Tuesday, May 4, 2010

The State Budget Nightmare


By Woods Bowman

The Illinois state budget is like the Nightmare on Elm Street movies – progressively more horrific sequels that seemingly never end. Maybe this time it will have a happy ending, but I doubt it.

The 2010 crisis is the result of a chronic budget imbalance. Spending has been growing faster than revenue, so slash-and-burn spending cuts that don't lower growth in spending and tax increases that don't increase growth of tax receipts will provide but temporary relief.

There are three things citizens should know about the state budget.

First, when commentators speak of the deficit as $13 billion or so, they are mixing two numbers that require different solutions. In doing so, they grossly understate the size of the problem.

Second, while the state provides very little service directly, it underwrites the way local school boards, medical providers and pension systems provide services.

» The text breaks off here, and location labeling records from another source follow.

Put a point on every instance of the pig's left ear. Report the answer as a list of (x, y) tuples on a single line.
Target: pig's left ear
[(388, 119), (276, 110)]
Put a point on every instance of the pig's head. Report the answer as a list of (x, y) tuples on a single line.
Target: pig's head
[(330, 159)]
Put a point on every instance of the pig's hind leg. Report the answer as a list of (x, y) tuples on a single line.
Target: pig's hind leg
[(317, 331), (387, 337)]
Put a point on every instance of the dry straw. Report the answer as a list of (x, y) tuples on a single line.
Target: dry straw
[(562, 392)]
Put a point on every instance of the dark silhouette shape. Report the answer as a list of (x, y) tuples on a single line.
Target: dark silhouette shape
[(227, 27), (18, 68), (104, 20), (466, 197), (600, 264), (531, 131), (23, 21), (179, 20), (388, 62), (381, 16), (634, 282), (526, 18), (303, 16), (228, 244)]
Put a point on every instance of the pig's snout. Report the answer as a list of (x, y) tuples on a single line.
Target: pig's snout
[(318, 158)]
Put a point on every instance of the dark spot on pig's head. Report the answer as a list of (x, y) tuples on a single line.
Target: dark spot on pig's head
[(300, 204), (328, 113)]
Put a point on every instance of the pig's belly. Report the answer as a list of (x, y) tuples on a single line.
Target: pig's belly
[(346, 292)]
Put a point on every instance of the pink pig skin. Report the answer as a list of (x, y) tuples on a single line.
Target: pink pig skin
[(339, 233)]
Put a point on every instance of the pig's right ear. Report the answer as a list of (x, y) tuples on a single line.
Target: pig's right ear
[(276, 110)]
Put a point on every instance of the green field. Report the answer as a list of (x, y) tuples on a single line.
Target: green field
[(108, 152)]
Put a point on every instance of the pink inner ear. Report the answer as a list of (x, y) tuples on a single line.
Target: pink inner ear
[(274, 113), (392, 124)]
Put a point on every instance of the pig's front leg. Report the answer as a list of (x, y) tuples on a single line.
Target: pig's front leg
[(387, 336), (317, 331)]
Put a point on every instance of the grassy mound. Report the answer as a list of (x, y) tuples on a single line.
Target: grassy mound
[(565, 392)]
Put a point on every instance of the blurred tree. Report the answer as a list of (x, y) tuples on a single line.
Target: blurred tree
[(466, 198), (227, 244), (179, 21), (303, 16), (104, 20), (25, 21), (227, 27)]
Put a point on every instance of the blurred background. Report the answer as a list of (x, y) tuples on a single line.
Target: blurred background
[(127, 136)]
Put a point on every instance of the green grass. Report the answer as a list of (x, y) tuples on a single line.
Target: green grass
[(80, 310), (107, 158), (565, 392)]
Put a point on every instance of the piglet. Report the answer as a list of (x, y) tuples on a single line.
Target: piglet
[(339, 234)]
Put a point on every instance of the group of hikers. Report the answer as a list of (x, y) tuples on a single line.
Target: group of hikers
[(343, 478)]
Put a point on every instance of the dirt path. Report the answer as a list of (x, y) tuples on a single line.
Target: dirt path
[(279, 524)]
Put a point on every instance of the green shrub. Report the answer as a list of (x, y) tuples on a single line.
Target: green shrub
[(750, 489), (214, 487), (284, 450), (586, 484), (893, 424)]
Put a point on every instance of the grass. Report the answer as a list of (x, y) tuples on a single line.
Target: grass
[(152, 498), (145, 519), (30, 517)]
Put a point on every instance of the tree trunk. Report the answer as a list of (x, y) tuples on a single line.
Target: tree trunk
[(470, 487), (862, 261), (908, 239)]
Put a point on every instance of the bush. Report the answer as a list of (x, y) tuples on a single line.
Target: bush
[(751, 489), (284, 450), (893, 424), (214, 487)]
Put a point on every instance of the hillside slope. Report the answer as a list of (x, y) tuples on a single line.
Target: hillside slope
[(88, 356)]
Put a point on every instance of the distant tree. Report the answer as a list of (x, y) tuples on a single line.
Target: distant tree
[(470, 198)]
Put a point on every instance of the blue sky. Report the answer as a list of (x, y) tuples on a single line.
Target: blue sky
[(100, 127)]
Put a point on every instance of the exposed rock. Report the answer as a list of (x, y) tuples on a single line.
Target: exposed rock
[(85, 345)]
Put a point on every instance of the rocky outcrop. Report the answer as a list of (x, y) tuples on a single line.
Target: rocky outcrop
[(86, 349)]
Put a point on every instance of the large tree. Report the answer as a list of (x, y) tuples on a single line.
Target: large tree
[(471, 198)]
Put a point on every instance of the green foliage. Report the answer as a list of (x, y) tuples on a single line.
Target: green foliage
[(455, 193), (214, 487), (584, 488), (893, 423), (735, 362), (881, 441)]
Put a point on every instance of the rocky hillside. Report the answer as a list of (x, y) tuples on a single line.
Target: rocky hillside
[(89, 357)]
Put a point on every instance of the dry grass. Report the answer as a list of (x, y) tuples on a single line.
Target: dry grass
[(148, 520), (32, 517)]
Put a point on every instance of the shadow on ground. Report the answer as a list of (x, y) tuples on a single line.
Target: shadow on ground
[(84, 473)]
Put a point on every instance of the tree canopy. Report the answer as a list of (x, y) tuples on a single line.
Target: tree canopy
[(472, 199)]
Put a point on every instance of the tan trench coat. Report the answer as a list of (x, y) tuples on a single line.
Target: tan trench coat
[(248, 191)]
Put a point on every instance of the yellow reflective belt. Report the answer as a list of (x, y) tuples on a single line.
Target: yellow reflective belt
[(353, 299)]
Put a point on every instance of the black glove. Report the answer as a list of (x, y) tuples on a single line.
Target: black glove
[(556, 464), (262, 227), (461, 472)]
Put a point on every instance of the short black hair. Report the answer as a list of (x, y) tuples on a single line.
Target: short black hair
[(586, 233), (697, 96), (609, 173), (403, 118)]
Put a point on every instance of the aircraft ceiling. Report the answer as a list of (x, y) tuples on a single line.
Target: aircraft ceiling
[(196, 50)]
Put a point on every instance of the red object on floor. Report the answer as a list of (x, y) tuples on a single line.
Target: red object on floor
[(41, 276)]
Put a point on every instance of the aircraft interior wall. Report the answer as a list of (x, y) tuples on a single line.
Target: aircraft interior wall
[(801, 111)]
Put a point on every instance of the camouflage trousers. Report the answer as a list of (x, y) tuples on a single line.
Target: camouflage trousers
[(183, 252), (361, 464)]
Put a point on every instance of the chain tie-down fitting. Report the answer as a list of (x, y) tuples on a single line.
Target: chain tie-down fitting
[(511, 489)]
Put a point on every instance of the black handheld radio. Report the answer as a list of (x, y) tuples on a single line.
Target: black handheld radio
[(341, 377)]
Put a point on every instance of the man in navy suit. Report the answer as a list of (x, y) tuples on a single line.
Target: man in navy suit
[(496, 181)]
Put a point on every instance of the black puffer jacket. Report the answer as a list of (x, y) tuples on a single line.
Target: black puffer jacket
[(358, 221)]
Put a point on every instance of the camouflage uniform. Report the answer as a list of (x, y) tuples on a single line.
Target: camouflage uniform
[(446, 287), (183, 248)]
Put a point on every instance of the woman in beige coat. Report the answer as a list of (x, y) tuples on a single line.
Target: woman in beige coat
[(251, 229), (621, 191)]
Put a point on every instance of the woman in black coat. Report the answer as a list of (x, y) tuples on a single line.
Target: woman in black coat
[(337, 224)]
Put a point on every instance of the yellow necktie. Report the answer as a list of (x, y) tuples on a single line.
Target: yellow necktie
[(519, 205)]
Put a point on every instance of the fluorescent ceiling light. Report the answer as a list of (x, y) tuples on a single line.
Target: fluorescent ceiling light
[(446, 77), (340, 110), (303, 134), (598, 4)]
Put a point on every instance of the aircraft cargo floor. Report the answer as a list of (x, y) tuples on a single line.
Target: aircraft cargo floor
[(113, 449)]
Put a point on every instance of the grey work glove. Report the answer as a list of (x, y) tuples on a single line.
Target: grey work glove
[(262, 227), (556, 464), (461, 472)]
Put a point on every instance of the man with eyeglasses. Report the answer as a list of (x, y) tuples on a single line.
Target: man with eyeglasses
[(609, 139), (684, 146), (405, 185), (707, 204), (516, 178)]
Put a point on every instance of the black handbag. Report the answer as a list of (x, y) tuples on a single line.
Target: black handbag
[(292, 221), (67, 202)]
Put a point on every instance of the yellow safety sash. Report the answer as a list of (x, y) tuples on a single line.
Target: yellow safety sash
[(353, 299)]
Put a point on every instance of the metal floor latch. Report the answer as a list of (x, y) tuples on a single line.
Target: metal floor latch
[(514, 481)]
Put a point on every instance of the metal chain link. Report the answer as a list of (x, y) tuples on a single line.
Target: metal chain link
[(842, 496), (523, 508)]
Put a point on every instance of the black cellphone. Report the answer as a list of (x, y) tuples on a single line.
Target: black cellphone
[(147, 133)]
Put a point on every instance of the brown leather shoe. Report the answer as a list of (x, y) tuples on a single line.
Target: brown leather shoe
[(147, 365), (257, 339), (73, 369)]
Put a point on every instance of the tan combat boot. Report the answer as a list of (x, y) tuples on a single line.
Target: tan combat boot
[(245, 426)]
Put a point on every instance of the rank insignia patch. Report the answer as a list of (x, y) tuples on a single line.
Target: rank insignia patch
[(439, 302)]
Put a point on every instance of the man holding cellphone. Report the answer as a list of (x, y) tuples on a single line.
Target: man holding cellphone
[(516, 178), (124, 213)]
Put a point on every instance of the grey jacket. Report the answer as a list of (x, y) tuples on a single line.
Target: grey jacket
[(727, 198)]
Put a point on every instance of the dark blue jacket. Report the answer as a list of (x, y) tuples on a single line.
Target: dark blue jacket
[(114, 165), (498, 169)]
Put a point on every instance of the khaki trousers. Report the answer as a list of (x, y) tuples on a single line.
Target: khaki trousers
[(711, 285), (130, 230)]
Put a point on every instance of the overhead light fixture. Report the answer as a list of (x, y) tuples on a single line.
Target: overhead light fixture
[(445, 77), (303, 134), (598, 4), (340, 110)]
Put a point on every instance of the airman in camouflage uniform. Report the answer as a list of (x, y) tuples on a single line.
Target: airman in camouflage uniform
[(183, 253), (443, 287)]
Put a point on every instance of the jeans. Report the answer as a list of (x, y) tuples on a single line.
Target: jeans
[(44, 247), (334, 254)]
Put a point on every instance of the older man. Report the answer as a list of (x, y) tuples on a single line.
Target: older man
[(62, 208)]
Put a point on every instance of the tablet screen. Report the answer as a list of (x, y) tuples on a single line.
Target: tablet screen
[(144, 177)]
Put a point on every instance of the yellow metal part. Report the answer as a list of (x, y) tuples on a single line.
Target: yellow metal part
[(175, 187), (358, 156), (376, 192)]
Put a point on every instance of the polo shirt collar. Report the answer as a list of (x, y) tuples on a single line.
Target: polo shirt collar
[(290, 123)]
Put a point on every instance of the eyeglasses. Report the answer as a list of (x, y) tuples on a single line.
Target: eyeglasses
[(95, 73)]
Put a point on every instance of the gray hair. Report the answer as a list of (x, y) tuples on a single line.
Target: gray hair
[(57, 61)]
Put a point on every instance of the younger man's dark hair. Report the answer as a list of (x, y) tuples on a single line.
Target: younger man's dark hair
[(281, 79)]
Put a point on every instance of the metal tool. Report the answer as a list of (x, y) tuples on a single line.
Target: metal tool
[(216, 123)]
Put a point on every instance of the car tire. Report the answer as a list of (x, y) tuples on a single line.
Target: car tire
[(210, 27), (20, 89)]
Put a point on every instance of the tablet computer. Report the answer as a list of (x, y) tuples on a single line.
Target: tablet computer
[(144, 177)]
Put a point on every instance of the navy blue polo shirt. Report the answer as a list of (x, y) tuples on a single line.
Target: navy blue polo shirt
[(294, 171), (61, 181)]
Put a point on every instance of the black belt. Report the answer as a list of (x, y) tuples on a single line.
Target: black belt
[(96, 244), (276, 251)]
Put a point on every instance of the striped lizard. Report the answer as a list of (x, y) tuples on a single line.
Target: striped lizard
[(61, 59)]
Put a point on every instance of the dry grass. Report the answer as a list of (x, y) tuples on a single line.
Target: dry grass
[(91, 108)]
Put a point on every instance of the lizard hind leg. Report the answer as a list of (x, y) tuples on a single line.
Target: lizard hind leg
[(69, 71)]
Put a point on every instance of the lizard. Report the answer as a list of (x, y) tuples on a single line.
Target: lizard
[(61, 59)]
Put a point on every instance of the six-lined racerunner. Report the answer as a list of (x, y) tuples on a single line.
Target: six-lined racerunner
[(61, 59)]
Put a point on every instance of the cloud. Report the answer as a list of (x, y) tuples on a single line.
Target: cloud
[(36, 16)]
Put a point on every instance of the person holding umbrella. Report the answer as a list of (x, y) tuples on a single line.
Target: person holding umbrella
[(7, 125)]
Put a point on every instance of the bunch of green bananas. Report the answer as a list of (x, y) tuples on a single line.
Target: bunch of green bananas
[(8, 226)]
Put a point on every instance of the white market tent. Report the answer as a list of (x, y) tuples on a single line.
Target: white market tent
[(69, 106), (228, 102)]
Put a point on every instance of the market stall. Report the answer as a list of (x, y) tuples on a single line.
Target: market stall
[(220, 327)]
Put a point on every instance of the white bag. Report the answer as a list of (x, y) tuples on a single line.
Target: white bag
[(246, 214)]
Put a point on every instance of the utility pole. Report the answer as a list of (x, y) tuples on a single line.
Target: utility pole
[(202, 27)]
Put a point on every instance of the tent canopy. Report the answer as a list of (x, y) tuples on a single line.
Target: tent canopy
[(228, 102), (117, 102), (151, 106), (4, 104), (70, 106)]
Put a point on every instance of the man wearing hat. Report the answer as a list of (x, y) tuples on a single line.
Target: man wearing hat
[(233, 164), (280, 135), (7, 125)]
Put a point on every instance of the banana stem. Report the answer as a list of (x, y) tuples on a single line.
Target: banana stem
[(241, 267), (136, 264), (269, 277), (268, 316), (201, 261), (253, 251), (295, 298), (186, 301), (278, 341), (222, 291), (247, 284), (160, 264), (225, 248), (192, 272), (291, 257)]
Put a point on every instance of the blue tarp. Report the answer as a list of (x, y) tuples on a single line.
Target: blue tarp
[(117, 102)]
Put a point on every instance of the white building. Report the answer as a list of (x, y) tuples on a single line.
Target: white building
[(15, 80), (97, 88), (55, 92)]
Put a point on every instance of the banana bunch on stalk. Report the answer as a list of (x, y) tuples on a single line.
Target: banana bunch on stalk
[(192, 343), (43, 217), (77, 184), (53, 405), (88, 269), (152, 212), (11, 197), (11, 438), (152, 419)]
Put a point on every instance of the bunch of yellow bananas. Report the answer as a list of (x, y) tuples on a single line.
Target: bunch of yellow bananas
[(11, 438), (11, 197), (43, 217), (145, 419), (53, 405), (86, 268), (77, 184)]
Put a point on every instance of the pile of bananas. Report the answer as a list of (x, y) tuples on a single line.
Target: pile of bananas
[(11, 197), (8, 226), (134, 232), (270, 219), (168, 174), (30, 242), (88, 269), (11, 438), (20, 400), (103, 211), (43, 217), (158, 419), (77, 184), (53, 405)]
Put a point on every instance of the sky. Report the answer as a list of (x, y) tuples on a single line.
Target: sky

Given the integral role of the state, it would be unwise to solve the problem with spending cuts exclusively.

Third, although a tax increase (probably income) is a necessary part of any budget solution, without tax and spending reforms even that won't prevent another budget crisis within a few years.

Here’s the real nub of the state budget problem:

The deficit consists of two parts: a one-time piece, like old unpaid bills, and a recurring piece that will cause new bills to go unpaid. These two are nearly equal parts of the $13 billion figure.

The unpaid-bill figure does not include the state's $73 million underfunded pension system – the largest in the nation. This is money the state owes its employees and former employees for services already provided and for that reason cannot take the obligation out of the debt.

Once old bills are paid, they are paid for good and off the books. Any spending cuts or new taxes for this purpose could and should be temporary. But the recurring piece is a different matter. It can be eliminated only by permanent spending cuts and tax increases.

Nearly a quarter of the state budget goes to Medicaid. The good news is that the federal government reimburses nearly half of this amount. That is also the bad news, because $2 of cuts are necessary to achieve $1 in savings and federal law imposes lower limits on types of services and scope of coverage a state must provide to receive any federal reimbursement. Simply put, that means sick people receive fewer services and they remain sick and get sicker instead of better.

Another quarter of state spending goes to school districts and local governments. It only pushes the problem onto the property tax -- the dominant tax source at local levels. Cutting appropriations to state universities and scholarship aid, which are 4 percent of the budget, would force increases in tuition and parental contributions.

Ten percent of state spending goes for debt service and pensions that, as legal obligations, cannot be cut -- period. Finally, nearly 8 percent of spending is for transportation, which is financed by taxes on gasoline license fees and the like.

These objects of spending account for over two out of every three dollars flowing through the budget. Thus a 10 percent budget cut translates into a 30 percent cut, more-or-less, in the remainder of the budget. This is why it would be unwise to try to cut our way out of the problem.

It is necessary to reduce the rate of increase in spending and increase the rate of increase in revenues. This is why various proposals for limiting the growth in pension funding requirements are on the front pages now.

This is also why it’s important to find ways to make Illinois’ tax system more progressive.
Bowman is Professor of Public Service Management at DePaul University in Chicago. He was a former legislator and past chair of an Illinois House Appropriations Committee.